Writing Into Wilderness
Imagine an engineer discovering that words could build a bridge. Or a game designer deciding to build a game out of a poem. In this course we will experiment with the idea of creative writing as a hands-on experience: rather than “writers,” we will be builders, gamers, wilderness guides, cartographers, and even activists. Our task will be to pack our tools and venture out into the wilderness of both world and word to see what we can observe, collect, build, and maybe even save. Practically speaking, this means two things. First we will read two kinds of creative work: 1) experimental work that takes the form of bridges, games, manuals, recipes, travel guides, disaster kits, warning signs, letters to Dupont, etc. ; 2) work that focuses expressly on the environment in creative and surprising and even dark (but also sometimes humorous) ways. Our goal will be to use these texts as models to build our own strange and wonderful word things. Together we will discover that non-traditional approaches to creative writing can help us find fresh and exciting and hands-on ways to explore our relationship to the natural world. I sometimes call this course “uncreative writing,” as one emphasis is to challenge the idea that writing is only for “writers.” This course destroys the myth of the singular genius and proves that ALL of us can play, build, and explore our world with words. As a final project, students will create a structure, game, map, road sign, graffiti, mobile, helmet, recipe, guide or other experimental form that expressly explores and critiques the human-nature relationship. Students will also write an explanation of their process and the goals/meaning of their project. Finally, there will be an opportunity to present the work and try out any games, maps, poems, bridges, or guides on an enthusiastic student audience.

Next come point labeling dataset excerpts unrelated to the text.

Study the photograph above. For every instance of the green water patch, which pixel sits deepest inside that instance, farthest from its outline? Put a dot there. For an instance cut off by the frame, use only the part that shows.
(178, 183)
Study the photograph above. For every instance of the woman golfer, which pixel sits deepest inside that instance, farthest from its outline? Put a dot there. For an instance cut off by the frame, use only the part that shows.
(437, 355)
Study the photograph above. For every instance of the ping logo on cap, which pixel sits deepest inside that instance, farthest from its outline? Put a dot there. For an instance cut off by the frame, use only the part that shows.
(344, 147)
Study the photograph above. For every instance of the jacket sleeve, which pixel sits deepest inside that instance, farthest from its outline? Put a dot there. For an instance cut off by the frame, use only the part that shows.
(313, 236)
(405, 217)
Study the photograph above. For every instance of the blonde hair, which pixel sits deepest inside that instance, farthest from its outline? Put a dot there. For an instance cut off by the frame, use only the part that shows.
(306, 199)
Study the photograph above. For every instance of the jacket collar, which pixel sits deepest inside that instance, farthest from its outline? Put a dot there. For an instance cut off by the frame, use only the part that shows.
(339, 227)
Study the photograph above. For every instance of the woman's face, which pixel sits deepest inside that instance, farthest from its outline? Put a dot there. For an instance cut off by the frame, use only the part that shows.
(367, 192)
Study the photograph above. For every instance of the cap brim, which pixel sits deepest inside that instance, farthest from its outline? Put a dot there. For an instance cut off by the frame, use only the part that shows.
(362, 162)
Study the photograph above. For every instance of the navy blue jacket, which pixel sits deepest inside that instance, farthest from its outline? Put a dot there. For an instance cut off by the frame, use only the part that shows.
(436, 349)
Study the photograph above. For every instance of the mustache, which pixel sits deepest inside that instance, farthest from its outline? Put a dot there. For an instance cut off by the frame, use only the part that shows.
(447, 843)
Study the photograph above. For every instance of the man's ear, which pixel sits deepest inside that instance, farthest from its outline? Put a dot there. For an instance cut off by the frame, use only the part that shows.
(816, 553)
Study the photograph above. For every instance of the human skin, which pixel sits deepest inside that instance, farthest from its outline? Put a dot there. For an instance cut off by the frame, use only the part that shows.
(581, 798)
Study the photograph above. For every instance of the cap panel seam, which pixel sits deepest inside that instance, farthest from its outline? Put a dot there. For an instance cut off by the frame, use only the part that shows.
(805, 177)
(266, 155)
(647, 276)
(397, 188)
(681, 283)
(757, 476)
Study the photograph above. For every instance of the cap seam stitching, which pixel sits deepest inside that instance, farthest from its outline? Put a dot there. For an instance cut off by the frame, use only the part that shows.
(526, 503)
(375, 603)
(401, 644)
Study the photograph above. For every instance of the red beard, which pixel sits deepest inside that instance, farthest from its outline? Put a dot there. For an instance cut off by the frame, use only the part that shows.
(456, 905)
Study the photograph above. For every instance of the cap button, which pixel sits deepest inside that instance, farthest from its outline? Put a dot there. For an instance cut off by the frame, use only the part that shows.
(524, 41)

Courses embrace complexity, emphasize hands-on practice, and embody interdisciplinarity. Our curriculum takes a systems lens to exploring the social-ecological relationships, environmental problems and sustainability initiatives. Within and alongside classes are a series of leadership development trainings that build applied skill in communication, collaboration, conflict management, effective decision making and multicultural competencies, among other topics. Electives offer in-depth training in specific skills and viewpoints that are central to the study of the environment.